A Tour of Machine Learning
Some notes from Peter Flach’s book Machine Learning: The Art and Science of Algorithms that Make Sense of Data
Machine learning is an interesting area of study. The purpose of it is for a computer to “learn” from data. The machine generalizes from this data so that future actions can be optimized better based off previous data.
Features and tasks are a major component in machine learning. Its about gathering data, using the right features so that the models can achieve the right tasks. Peter Flach writes in his Machine Learning book that
In essence, features define a ‘language’ in which we describe the relevant objects in our domain, be they e-mails or complex organic molecules. We should not normally have to go back to the domain objects themselves once we have a suitable feature representation, which is why features play such an important role in machine learning.
A task is an abstract representation of a problem we want to solve regarding those domain objects: the most common form of these is classifying them into two or more classes, but we shall encounter other tasks throughout the book.
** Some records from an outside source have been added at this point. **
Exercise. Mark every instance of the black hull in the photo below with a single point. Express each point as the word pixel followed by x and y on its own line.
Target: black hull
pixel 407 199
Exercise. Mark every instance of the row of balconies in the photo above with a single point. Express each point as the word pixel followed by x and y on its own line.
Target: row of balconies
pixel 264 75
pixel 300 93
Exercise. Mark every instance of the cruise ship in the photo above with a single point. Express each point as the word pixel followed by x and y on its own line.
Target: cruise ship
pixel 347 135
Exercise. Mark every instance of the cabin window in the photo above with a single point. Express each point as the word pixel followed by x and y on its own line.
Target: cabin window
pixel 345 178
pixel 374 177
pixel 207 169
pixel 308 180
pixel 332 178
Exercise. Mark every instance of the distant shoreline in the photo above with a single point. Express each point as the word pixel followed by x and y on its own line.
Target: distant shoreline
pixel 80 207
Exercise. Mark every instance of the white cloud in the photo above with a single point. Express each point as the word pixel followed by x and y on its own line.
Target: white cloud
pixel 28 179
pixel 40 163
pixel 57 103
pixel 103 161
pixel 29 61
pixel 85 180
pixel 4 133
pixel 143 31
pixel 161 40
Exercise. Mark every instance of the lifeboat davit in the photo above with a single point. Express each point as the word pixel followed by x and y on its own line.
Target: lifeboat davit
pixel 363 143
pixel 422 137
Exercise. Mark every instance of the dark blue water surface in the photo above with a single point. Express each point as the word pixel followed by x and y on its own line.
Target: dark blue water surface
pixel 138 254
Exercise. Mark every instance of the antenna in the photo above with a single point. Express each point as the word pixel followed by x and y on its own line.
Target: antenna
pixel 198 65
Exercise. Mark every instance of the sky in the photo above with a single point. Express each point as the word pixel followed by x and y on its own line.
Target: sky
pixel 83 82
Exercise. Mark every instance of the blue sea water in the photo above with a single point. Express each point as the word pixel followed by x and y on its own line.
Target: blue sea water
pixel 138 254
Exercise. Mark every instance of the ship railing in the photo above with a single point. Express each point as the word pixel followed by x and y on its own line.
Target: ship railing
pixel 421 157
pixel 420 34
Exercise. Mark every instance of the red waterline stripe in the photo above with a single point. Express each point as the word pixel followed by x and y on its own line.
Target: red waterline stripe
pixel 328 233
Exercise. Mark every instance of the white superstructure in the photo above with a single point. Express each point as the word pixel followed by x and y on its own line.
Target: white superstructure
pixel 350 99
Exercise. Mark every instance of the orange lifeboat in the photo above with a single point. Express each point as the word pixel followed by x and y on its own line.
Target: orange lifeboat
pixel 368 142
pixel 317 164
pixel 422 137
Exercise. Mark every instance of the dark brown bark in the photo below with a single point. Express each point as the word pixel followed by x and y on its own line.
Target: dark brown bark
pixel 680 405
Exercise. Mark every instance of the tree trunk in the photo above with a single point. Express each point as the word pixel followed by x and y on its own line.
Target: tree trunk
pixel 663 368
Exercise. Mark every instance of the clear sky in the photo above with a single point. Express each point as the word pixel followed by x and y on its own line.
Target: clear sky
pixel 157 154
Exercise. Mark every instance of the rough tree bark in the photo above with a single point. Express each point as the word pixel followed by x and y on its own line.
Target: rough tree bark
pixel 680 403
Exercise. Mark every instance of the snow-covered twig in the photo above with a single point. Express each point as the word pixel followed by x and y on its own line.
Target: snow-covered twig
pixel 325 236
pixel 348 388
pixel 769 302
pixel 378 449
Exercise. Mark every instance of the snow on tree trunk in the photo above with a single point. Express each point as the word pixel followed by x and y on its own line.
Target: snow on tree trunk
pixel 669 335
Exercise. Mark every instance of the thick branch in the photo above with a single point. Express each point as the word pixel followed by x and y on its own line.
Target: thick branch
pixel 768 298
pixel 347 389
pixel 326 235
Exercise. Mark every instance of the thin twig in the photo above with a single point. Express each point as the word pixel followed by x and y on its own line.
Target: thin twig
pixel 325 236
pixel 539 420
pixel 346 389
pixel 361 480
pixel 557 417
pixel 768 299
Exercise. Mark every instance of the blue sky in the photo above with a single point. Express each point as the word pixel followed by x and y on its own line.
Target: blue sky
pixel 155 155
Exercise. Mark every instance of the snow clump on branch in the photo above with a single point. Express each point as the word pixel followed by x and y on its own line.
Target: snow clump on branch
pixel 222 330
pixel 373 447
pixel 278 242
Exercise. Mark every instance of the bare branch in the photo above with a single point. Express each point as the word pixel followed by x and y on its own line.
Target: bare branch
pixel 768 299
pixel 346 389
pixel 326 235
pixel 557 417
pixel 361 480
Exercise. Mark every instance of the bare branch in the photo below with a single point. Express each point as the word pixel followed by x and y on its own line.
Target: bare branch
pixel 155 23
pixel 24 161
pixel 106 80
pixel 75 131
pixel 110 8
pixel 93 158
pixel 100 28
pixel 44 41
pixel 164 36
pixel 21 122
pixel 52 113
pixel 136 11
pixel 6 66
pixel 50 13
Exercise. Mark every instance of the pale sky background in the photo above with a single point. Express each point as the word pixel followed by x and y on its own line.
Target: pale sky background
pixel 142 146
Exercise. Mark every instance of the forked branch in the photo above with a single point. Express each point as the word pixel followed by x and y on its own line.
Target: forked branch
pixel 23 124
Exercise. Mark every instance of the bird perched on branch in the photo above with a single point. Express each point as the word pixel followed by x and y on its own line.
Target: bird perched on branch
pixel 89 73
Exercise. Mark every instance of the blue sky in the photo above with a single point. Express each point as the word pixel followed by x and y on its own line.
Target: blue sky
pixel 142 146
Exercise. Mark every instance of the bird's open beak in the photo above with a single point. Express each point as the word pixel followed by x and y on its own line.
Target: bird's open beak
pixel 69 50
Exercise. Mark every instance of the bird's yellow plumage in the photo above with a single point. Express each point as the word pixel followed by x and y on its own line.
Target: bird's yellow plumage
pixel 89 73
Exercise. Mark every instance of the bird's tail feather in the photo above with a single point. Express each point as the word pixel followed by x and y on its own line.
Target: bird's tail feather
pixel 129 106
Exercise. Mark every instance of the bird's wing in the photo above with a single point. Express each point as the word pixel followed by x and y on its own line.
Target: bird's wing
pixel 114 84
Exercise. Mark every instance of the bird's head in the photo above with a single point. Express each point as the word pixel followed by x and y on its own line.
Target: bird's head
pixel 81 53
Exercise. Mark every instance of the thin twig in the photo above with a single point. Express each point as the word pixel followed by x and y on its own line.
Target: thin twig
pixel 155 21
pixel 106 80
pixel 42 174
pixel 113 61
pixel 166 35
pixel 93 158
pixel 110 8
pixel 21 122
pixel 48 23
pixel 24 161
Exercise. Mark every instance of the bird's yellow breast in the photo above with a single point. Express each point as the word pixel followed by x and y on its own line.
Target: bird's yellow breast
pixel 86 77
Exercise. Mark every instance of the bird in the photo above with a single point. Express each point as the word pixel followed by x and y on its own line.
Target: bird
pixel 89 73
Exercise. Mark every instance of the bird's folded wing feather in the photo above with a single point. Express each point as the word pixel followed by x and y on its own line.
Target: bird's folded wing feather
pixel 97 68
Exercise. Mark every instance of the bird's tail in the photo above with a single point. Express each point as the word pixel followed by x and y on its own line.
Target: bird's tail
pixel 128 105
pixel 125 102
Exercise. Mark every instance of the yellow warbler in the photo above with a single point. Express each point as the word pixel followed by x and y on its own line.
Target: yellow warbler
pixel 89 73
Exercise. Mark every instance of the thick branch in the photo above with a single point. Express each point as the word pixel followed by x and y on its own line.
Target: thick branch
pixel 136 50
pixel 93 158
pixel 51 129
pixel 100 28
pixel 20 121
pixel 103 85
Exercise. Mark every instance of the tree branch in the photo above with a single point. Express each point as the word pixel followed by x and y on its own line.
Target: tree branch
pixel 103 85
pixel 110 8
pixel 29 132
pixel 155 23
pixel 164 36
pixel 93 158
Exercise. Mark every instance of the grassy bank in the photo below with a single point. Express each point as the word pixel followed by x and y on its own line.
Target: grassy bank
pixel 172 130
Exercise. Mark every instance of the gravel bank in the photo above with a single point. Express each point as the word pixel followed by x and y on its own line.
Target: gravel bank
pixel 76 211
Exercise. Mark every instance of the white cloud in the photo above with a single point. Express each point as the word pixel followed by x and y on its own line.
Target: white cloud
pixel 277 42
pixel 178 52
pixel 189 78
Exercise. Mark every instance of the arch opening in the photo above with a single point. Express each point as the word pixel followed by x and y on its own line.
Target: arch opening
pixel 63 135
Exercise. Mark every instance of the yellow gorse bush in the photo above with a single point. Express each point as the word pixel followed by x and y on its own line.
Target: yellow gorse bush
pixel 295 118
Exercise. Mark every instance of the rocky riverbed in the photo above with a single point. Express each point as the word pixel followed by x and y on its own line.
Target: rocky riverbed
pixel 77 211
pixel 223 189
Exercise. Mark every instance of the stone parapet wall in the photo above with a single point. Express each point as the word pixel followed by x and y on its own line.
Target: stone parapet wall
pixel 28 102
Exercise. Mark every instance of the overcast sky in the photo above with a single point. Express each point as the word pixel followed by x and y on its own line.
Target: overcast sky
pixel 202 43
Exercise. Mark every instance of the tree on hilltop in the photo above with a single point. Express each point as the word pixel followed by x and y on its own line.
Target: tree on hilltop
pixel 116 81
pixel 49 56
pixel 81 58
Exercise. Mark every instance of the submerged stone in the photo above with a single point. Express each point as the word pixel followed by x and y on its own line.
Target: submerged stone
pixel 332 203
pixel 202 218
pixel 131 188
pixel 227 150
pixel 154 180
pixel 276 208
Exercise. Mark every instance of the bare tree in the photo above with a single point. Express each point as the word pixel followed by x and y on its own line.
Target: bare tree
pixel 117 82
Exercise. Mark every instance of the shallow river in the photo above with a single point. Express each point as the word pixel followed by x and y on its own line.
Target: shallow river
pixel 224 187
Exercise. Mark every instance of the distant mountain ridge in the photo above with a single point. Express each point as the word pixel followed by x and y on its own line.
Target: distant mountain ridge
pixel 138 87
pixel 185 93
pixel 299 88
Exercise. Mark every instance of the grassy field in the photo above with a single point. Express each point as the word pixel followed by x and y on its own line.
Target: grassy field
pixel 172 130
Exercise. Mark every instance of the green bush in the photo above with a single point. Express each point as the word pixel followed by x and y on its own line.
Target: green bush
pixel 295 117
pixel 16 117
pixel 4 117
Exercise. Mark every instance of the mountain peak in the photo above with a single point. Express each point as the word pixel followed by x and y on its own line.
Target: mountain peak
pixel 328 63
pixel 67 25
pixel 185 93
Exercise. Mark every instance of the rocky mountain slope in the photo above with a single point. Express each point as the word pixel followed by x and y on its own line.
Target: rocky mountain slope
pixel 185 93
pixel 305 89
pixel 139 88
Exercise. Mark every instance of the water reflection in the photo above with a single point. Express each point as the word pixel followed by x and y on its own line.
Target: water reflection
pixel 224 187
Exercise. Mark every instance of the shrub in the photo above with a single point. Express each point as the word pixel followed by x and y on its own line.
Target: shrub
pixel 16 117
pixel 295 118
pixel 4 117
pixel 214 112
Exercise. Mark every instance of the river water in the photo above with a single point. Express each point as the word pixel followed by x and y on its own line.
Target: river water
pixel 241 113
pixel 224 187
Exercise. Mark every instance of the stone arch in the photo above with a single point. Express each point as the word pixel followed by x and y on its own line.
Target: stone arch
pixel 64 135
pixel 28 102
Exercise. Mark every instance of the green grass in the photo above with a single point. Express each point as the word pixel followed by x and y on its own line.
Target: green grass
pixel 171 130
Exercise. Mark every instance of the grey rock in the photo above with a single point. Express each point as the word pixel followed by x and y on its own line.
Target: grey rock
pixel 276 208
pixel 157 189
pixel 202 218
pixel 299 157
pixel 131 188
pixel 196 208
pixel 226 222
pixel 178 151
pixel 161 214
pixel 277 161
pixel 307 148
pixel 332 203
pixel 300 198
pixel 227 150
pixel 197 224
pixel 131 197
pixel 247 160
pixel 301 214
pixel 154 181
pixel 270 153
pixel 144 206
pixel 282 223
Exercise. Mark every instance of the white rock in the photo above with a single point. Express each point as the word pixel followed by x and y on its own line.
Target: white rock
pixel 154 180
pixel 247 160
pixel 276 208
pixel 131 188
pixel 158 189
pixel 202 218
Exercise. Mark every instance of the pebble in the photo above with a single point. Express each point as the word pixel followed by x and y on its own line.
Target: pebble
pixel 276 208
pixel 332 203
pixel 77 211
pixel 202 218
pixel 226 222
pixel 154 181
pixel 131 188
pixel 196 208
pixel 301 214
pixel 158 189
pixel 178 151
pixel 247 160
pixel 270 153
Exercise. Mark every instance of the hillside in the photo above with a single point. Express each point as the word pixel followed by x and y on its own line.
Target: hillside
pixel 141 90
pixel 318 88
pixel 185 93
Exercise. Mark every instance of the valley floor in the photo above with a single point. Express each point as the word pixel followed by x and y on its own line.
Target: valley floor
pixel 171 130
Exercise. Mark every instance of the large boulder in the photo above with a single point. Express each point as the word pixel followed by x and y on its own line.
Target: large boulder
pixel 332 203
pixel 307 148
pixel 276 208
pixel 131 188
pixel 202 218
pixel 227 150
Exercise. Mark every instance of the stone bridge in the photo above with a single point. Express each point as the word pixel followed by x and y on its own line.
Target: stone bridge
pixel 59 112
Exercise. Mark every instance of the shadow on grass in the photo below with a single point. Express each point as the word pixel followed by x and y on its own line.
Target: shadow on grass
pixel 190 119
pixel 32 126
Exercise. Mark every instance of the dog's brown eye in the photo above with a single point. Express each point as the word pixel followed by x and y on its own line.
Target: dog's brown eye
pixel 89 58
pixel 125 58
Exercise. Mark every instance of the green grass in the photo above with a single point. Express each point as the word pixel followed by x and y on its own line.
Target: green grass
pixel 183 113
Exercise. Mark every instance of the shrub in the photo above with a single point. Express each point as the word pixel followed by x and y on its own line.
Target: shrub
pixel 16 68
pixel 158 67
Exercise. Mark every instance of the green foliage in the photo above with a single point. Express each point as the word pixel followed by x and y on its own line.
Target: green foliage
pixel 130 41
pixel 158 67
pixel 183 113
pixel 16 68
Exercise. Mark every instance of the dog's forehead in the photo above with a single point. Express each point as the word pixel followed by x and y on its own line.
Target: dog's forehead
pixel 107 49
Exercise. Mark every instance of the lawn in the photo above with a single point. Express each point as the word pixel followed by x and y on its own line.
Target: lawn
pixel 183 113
Many of these tasks can be represented as a mapping from data points to outputs. This mapping or model is itself produced as the output of a machine learning algorithm applied to training data; there is a wide variety of models to choose from.
No matter what variety of machine learning models you may encounter, you will find that they are designed to solve one of only a small number of tasks and use only a few different types of features. One could say that the models lend the machine learning field diversity, but the tasks and features give it unity.
Spam email is a common task. It is a binary classification: spam or not-spam (called ‘ham’). In this, it has a decision boundary, which makes it clear, based on a probability, how to classify emails. But when dealing with multi-class classification, the notion of a decision boundary is less obvious and more difficult.
In some cases you abandon the notion classes altogether and instead want to predict a real number. Perhaps you want to determine the level of urgency for an incoming email. This task is called regression, and essentially “involves learning a real-valued function from training examples labelled with true function values. In a regression task, the notion of a decision boundary has no meaning, and so we have to find other ways to express a model’s confidence in its real-valued predictions.”
Both classification and regression assume there is training data. This brings us into supervised learning — using training data — and unsupervised learning — no training data. Clustering is heavily used in unsupervised learning. A typical clustering algorithm run on documents would put similar instances together and ‘dissimilar’ instances in a different cluster. (me)
There are four different machine learning settings:
Performance on a task
It is important to know that there is no ‘correct’ answer in machine learning. We have to think of machine learning problems in terms of accuracy of the classifier on a test set and real world data. When you’ve trained the model on training-data and then find the accuracy is a very low percentage on the test data, it would inform you that overfitting occured. Where the model was only good for training data and nothing else — a useless model.
Models: The Output of Machine Learning
Models are the central component of machine learning. It is what is being learned from data in order to solve a given task. There is a range of machine learning models to choose from, given the range of tasks that machine learning aims to solve: classification, regression, clustering, association discovery, etc.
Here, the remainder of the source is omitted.